Great TEDTalk about the “filter bubble” that we netizens have constructed:
Q: What is the Internet hiding from me?
A: As Google engineer Jonathan McPhie explained to me, it’s different for every person – and in fact, even Google doesn’t totally know how it plays out on an individual level. At an aggregate level, they can see that people are clicking more. But they can’t predict how each individual’s information environment is altered.
In general, the things that are most likely to get edited out are the things you’re least likely to click on. Sometimes, this can be a real service – if you never read articles about sports, why should a newspaper put a football story on your front page? But apply the same logic to, say, stories about foreign policy, and a problem starts to emerge. Some things, like homelessness or genocide, aren’t highly clickable but are highly important.

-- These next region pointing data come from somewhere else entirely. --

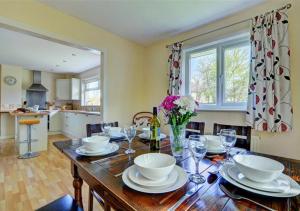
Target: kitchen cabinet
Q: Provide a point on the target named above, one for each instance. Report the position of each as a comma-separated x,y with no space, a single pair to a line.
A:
74,124
68,89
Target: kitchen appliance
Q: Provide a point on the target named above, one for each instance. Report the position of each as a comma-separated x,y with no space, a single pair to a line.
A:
36,93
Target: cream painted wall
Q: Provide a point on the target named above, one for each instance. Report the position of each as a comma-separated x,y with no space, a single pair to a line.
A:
123,60
11,94
285,144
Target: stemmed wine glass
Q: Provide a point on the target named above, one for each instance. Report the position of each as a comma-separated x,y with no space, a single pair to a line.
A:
198,147
228,139
129,132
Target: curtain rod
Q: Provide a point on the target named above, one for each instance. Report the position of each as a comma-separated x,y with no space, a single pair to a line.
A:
288,6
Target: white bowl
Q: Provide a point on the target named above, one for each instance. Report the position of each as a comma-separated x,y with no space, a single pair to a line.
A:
155,166
95,143
114,131
258,168
146,131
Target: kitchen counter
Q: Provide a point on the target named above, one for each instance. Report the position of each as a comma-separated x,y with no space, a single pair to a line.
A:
42,113
82,112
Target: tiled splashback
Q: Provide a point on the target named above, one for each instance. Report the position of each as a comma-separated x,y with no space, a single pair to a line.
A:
77,106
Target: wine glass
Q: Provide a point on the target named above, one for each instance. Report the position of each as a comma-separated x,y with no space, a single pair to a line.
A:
228,139
198,147
129,132
105,129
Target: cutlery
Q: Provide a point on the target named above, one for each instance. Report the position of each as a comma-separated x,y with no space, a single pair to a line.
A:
188,194
239,197
104,159
120,174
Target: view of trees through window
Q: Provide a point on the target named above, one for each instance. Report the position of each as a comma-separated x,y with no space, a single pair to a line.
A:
236,75
203,83
233,63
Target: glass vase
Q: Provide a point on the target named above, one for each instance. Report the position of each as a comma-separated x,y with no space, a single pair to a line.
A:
177,139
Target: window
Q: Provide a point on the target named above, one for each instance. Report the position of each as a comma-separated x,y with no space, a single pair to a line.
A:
217,75
90,92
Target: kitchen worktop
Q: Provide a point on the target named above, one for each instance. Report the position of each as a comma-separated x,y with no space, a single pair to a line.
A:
42,113
82,112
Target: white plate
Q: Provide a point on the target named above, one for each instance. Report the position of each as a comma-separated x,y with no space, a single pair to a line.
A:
87,151
117,135
139,179
294,191
144,136
181,181
278,185
111,148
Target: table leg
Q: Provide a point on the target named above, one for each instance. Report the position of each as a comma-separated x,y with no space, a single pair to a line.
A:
77,184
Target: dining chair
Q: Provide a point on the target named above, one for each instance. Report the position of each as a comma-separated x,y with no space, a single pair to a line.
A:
142,119
97,128
194,128
90,129
243,134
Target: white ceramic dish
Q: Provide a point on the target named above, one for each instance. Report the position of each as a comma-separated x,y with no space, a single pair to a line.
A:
146,137
281,184
110,148
155,166
214,145
294,190
181,181
135,176
258,168
95,143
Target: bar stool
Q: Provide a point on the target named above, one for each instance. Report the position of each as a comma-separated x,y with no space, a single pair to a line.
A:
29,123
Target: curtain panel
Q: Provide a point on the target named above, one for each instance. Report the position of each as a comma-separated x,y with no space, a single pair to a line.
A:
175,80
269,94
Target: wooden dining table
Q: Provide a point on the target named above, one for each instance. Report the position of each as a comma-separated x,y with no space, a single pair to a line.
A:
105,178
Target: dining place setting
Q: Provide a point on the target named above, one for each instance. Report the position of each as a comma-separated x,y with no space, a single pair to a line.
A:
174,172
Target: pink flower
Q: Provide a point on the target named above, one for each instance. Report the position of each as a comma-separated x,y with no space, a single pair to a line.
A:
168,103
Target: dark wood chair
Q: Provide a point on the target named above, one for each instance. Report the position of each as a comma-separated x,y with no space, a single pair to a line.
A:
194,128
142,119
97,128
243,134
90,129
64,203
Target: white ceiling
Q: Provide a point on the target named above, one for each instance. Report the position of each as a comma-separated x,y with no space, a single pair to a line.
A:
146,21
35,53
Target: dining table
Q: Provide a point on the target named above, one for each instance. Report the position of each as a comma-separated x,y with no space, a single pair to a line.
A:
103,175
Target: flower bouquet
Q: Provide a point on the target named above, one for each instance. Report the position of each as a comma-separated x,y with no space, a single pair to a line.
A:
178,111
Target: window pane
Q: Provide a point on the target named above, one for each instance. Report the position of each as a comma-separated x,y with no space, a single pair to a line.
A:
92,98
236,74
92,85
203,70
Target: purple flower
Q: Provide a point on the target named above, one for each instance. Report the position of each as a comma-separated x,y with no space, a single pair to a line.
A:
168,103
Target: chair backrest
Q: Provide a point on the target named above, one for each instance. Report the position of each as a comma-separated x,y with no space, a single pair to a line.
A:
97,128
194,128
142,119
243,134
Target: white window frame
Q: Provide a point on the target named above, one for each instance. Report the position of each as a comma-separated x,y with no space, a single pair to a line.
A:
220,47
84,89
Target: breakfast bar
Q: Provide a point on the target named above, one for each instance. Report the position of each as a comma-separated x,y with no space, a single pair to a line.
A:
39,132
103,174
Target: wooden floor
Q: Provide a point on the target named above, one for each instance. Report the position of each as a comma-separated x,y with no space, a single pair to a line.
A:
30,184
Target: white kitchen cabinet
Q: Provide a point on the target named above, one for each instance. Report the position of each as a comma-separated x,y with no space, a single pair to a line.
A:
68,89
74,124
55,122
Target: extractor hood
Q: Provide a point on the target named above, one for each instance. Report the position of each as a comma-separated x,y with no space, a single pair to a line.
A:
37,85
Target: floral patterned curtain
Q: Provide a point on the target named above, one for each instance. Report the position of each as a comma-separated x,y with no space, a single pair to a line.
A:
269,96
174,70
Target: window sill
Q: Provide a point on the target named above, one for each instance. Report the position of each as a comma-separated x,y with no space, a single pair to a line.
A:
241,110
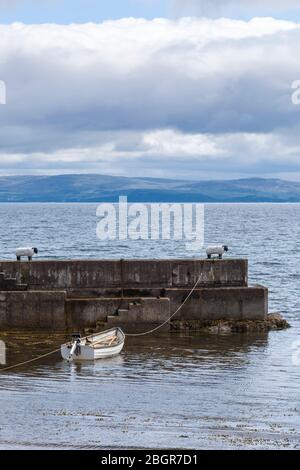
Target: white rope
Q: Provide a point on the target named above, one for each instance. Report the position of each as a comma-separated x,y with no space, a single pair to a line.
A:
30,360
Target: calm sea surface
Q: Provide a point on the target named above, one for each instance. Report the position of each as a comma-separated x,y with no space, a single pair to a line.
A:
171,391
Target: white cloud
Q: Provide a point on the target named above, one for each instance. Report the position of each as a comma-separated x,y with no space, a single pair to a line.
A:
135,95
223,7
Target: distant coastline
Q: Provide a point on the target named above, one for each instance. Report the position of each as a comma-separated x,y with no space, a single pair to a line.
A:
95,188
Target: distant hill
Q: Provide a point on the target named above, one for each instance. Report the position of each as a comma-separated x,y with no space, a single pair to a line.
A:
101,188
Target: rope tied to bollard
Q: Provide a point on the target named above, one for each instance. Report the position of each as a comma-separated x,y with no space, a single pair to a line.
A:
126,334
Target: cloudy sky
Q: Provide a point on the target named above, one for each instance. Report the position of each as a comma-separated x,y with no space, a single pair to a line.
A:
179,89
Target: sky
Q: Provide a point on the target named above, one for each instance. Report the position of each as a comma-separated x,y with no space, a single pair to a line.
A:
191,89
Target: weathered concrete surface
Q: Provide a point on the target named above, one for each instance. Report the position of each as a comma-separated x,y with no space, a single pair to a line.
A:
235,303
10,283
35,309
134,294
127,273
131,314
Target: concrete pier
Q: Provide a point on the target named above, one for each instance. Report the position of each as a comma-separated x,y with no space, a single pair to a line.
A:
134,294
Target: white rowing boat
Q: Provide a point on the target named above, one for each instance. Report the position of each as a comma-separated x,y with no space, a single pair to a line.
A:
98,346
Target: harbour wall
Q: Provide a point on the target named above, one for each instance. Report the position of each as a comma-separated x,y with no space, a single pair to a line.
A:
134,294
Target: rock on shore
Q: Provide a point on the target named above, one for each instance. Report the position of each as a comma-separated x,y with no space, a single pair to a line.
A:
273,321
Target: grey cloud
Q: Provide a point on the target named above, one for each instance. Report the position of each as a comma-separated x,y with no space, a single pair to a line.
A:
102,87
222,7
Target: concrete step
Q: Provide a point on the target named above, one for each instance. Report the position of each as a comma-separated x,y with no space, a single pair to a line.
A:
10,283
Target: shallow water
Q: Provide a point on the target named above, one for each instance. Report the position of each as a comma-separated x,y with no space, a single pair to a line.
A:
171,391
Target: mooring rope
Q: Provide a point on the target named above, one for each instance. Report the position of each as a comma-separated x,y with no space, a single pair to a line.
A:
126,334
170,318
30,360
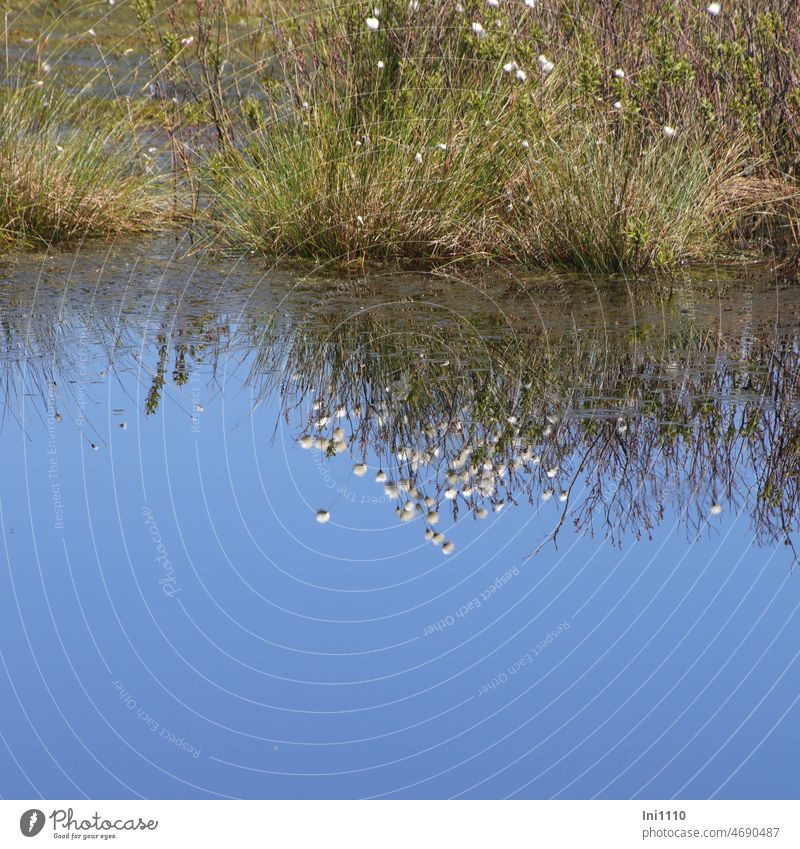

Although his thesis is certainly engaging, considering the expansion of the Web into our daily lives, I would note that our filtering and sorting capabilities are fairly strong without an Internet. Segregation/apartheid is probably the most obvious example, but human beings have spent a lot of time hiding parts of the world from themselves and each other. We fit ourselves into tracks and then associate with the people we meet on those tracks — cliques in high school, college (or not going to college), workplace acquaintances, etc. There is, quite frankly, an evolutionary bonus to only associating with people who act/think/behave like you — you can be sure of their intentions and behavior and better plan your own. This does lead to substantial problems when building a bigger community, but it works very well for the smaller tribal societies and clans that are at the core of human development.